Literature DB >> 23172917

The differentiation and movement of presomitic mesoderm progenitor cells are controlled by Mesogenin 1.

Rita Fior1, Adrienne A Maxwell, Taylur P Ma, Annalisa Vezzaro, Cecilia B Moens, Sharon L Amacher, Julian Lewis, Leonor Saúde.   

Abstract

Somites are formed from the presomitic mesoderm (PSM) and give rise to the axial skeleton and skeletal muscles. The PSM is dynamic; somites are generated at the anterior end, while the posterior end is continually renewed with new cells entering from the tailbud progenitor region. Which genes control the conversion of tailbud progenitors into PSM and how is this process coordinated with cell movement?
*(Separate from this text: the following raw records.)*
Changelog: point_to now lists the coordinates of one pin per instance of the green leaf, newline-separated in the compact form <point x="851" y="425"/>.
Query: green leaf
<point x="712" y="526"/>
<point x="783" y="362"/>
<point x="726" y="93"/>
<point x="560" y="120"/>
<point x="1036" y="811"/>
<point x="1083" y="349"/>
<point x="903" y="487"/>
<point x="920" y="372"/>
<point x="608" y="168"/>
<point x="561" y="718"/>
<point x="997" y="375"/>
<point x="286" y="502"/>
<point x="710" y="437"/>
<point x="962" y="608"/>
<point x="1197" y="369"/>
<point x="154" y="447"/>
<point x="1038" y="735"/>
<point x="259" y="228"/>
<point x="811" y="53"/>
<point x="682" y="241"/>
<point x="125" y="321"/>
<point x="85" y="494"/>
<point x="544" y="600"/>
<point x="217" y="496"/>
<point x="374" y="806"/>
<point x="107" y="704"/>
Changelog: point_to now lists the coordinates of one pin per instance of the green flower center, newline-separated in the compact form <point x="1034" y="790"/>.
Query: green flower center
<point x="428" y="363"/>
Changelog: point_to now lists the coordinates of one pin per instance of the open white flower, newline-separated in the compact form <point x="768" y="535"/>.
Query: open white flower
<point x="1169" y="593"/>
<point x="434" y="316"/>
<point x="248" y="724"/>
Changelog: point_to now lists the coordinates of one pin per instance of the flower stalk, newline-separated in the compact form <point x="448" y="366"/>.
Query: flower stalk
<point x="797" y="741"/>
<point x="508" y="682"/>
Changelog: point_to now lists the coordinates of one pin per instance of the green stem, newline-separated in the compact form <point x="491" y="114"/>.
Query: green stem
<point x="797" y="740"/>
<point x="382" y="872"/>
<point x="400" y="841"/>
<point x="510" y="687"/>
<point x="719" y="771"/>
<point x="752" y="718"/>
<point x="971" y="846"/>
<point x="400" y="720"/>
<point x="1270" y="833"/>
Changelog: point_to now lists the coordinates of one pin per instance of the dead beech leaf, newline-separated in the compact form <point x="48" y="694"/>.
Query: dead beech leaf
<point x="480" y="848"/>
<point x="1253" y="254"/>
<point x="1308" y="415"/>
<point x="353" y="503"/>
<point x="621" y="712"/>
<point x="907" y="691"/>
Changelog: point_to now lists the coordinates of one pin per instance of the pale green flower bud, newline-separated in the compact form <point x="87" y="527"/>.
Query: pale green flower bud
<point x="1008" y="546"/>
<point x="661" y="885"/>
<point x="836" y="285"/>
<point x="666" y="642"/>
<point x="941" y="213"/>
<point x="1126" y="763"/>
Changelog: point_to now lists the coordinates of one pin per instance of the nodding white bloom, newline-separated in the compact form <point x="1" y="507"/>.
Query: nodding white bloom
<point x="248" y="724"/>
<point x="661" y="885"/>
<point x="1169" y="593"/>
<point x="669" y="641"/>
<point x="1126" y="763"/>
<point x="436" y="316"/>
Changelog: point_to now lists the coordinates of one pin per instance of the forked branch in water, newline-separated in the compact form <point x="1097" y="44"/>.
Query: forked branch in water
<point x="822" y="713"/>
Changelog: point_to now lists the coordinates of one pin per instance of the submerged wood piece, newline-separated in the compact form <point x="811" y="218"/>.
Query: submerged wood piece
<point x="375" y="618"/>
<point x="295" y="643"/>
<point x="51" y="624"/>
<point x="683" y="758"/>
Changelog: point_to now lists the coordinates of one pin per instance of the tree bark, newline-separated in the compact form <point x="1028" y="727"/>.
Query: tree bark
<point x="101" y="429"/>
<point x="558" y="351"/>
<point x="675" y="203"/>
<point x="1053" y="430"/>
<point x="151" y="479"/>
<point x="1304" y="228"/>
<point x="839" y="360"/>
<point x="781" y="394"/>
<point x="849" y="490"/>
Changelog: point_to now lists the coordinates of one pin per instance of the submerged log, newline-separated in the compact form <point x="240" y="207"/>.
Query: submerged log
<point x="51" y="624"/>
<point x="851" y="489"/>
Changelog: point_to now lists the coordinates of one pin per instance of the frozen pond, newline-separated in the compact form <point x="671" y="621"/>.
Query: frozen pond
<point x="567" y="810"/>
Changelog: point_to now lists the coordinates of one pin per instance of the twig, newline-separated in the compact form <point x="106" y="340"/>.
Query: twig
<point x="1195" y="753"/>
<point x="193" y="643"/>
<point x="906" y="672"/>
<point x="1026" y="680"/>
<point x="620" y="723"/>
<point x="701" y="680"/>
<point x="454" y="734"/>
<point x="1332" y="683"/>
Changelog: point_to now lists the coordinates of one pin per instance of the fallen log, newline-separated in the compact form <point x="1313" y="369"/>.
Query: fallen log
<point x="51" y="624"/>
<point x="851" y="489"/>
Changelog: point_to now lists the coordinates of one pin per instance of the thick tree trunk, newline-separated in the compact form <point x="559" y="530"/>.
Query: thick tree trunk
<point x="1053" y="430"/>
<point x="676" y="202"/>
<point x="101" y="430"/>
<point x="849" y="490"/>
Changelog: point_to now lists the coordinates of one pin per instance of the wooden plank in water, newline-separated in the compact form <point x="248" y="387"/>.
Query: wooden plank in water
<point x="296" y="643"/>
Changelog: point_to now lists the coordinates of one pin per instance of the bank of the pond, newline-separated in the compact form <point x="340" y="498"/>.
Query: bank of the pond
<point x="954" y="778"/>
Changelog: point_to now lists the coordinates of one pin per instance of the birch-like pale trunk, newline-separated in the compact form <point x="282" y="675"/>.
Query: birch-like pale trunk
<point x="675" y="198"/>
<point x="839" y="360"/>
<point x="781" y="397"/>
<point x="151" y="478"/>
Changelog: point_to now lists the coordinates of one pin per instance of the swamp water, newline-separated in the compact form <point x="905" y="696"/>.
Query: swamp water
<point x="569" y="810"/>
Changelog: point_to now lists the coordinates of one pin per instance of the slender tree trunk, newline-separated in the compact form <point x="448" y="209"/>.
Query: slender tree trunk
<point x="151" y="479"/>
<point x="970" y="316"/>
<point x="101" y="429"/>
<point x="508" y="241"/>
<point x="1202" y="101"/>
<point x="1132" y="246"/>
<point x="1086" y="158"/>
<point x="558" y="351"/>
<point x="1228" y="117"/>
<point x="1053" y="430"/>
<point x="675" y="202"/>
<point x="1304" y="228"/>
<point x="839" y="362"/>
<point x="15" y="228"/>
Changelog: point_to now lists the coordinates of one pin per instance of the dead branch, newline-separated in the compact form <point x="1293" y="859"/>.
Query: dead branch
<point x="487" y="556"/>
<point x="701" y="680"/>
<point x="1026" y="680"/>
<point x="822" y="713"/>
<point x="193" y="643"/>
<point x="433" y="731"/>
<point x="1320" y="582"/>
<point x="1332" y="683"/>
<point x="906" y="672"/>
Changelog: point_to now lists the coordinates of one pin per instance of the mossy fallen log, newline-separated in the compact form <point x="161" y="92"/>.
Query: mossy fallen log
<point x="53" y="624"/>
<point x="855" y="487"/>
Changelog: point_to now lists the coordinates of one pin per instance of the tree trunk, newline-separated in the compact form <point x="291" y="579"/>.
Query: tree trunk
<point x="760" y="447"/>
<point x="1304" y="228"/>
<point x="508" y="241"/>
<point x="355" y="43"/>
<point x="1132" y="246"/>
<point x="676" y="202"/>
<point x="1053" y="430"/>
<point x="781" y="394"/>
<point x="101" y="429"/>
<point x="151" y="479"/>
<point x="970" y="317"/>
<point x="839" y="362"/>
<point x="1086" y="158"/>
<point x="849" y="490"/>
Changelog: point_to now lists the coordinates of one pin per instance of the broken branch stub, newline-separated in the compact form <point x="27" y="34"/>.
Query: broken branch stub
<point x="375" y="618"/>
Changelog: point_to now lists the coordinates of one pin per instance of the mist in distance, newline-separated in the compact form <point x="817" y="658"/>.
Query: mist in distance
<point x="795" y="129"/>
Using loss- and gain-of-function experiments and heat-shock transgenics we show in zebrafish that the transcription factor Mesogenin 1 (Msgn1), acting with Spadetail (Spt), has a central role. Msgn1 allows progression of the PSM differentiation program by switching off the progenitor maintenance genes ntl, wnt3a, wnt8 and fgf8 in the future PSM cells as they exit from the tailbud, and subsequently induces expression of PSM markers such as tbx24. msgn1 is itself positively regulated by Ntl/Wnt/Fgf, creating a negative-feedback loop that might be crucial to regulate homeostasis of the progenitor population until somitogenesis ends. Msgn1 drives not only the changes in gene expression in the nascent PSM cells but also the movements by which they stream out of the tailbud into the PSM. Loss of Msgn1 reduces the flux of cells out of the tailbud, producing smaller somites and an enlarged tailbud, and, by delaying exhaustion of the progenitor population, results in supernumerary tail somites. Through its combined effects on gene expression and cell movement, Msgn1 (with Spt) plays a key role both in genesis of the paraxial mesoderm and in maintenance of the progenitor population from which it derives.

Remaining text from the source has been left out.